E’ vero, non ci sentiamo affatto protetti dall’Europa, credete che non abbiamo sufficienti prove storiche per giustificare il nostro atteggiamento? Anch’io spero che non sarà così in eterno.
E’ che qui si tratta di qualcosa di più che di vivere in un ambiente sicuro. Si tratta di avere un rifugio, di non rischiare più di essere attaccati. Abbiamo bisogno di uno Stato, anche per sentire che siamo trattati egualmente e che i valori universali che valgono dappertutto valgono anche qui.
Noi ci siamo svegliati un giorno e abbiamo scoperto che non era così, quindi siamo un caso particolare.
In questi anni quasi tutti i giornalisti stranieri (ma anche israeliani) che mi hanno intervistato sono venuti qui con la presunzione di potermi chiedere conto della mia esistenza e presenza in questo luogo, e io di conseguenza ho sentito di dover rispondere puntualmente, senza poter dire loro: “Andate al diavolo, perché mi fate queste domande?!”. Noi oggi viviamo in uno Stato, e questa è forse la cosa più importante di tutte. Eppure ogni giorno dobbiamo scusarci per la nostra esistenza qui. E non solo qui, anche a Gerusalemme, dappertutto in Israele. Noi non siamo considerati una presenza legittima, non ancora.

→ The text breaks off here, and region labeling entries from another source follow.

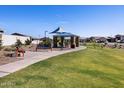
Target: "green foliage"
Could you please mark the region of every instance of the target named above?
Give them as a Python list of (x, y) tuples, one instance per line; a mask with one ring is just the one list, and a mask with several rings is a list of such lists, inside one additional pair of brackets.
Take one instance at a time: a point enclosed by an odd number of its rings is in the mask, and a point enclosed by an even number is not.
[[(12, 84), (2, 85), (8, 81)], [(121, 88), (123, 81), (123, 49), (88, 48), (49, 58), (2, 77), (0, 87)]]
[(31, 40), (27, 39), (27, 40), (25, 40), (25, 45), (30, 45), (31, 42), (32, 42)]
[(0, 50), (2, 49), (2, 40), (0, 40)]
[(5, 47), (4, 51), (15, 51), (16, 48), (15, 47)]
[(21, 47), (22, 45), (23, 45), (22, 42), (19, 39), (17, 39), (17, 41), (15, 43), (15, 46), (16, 47)]
[(39, 45), (43, 46), (43, 47), (51, 47), (51, 40), (49, 38), (44, 39), (43, 42), (41, 42)]

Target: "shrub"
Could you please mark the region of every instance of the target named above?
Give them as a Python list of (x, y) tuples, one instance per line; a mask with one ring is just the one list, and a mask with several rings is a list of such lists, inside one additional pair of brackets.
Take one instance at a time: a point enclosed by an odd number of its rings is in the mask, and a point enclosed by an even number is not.
[(4, 51), (15, 51), (16, 48), (12, 48), (12, 47), (6, 47), (4, 48)]
[(16, 47), (21, 47), (22, 46), (22, 42), (19, 39), (17, 39), (17, 41), (15, 43), (15, 46)]
[(27, 40), (25, 40), (25, 45), (30, 45), (31, 42), (32, 42), (31, 40), (27, 39)]

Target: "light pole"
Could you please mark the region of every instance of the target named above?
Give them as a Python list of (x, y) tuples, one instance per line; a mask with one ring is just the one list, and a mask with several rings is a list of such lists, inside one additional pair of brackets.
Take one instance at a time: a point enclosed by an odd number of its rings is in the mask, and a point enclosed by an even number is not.
[(46, 45), (46, 33), (47, 33), (48, 31), (45, 31), (45, 45)]

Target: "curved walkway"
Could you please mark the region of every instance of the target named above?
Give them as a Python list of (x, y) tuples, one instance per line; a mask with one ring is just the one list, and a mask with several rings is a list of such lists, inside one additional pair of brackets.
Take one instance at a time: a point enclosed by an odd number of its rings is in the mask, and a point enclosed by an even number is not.
[(23, 60), (16, 61), (13, 63), (5, 64), (0, 66), (0, 77), (6, 76), (10, 73), (16, 72), (20, 69), (23, 69), (29, 65), (37, 63), (39, 61), (48, 59), (53, 56), (58, 56), (61, 54), (79, 51), (86, 49), (86, 47), (78, 47), (76, 49), (70, 50), (61, 50), (61, 51), (48, 51), (48, 52), (30, 52), (26, 51), (25, 57)]

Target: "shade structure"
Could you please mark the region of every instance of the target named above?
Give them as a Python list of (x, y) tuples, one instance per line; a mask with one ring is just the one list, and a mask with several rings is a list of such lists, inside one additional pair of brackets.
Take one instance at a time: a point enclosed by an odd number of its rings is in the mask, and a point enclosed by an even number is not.
[(79, 47), (79, 36), (69, 33), (69, 32), (62, 32), (61, 27), (58, 27), (50, 34), (53, 34), (53, 47), (58, 47), (58, 37), (61, 39), (61, 47), (64, 46), (64, 39), (65, 37), (70, 37), (70, 46), (71, 48)]

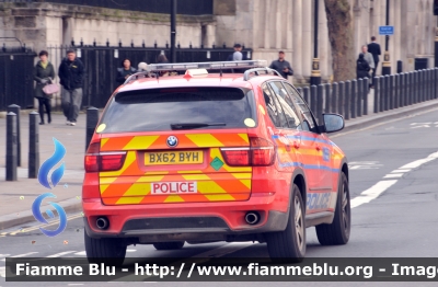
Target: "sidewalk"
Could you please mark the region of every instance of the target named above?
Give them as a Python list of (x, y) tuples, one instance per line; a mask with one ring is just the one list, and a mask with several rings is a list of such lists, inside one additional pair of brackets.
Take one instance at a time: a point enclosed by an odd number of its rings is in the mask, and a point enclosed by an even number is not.
[[(51, 124), (39, 128), (39, 165), (55, 151), (53, 138), (59, 140), (67, 150), (64, 161), (66, 171), (53, 190), (42, 186), (36, 179), (27, 179), (28, 162), (28, 115), (21, 114), (21, 167), (18, 181), (5, 179), (5, 118), (0, 118), (0, 230), (35, 220), (32, 204), (43, 193), (53, 193), (57, 198), (50, 202), (61, 203), (69, 211), (80, 211), (80, 196), (83, 181), (83, 156), (85, 151), (85, 115), (80, 114), (77, 126), (67, 126), (64, 115), (54, 114)], [(67, 185), (66, 185), (67, 184)], [(50, 207), (50, 206), (47, 206)], [(53, 208), (50, 208), (53, 209)], [(46, 210), (43, 207), (42, 210)]]
[[(369, 97), (372, 97), (372, 93), (370, 93)], [(369, 100), (369, 102), (372, 102), (372, 99)], [(373, 114), (372, 108), (369, 108), (369, 115), (346, 120), (346, 127), (339, 134), (433, 108), (438, 108), (438, 100), (378, 114)], [(85, 151), (85, 115), (81, 114), (79, 116), (78, 125), (74, 127), (67, 126), (64, 116), (60, 114), (53, 115), (53, 123), (50, 125), (39, 126), (39, 164), (54, 153), (54, 137), (67, 149), (67, 154), (64, 159), (66, 163), (65, 175), (60, 183), (51, 191), (43, 187), (36, 179), (27, 179), (28, 115), (21, 115), (22, 167), (19, 168), (18, 182), (4, 181), (4, 135), (5, 119), (0, 118), (0, 230), (35, 221), (31, 213), (32, 204), (43, 193), (54, 193), (57, 198), (50, 198), (50, 202), (60, 203), (67, 214), (80, 211), (83, 156)], [(42, 210), (46, 209), (42, 208)]]

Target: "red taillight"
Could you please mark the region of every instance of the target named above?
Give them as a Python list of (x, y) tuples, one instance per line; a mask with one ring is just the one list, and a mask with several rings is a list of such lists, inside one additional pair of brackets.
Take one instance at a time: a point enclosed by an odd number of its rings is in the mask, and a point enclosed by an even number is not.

Il fatto che ci siano i territori, le colonie, questi sono solo alibi. Alcuni dei giornalisti chiedono degli insediamenti ma la domanda riguarda implicitamente Gerusalemme e Tel Aviv. Molti in Europa, anche in Italia, mettono in discussione l’esistenza di Israele in senso assoluto, non solo nei territori ma anche all’interno della linea verde, perché anche quelli sono territori palestinesi, no? Loro sono stati cacciati dal loro Paese vero? La loro terra è stata confiscata, noi siamo un’entità artificiale, è così no? Forse mi sono spinto troppo oltre, dovrei fermarmi qui.
Il fatto che tutti si sentano autorizzati a darci suggerimenti, che i principali giornali a livello mondiale pubblichino editoriali dicendo cosa è buono e cosa non è buono per Israele e non in generale, ma nei dettagli, beh, è deprimente oltre che irritante. Noi dobbiamo sempre stare sulla difensiva e tutti pensano sia compito loro insegnarci come dobbiamo comportarci.
Poi, è vero, oggi Israele è il posto meno sicuro per un ebreo. E’ un paradosso del sionismo, un triste paradosso. Che dire? Sarebbe un buon punto di partenza per un articolo.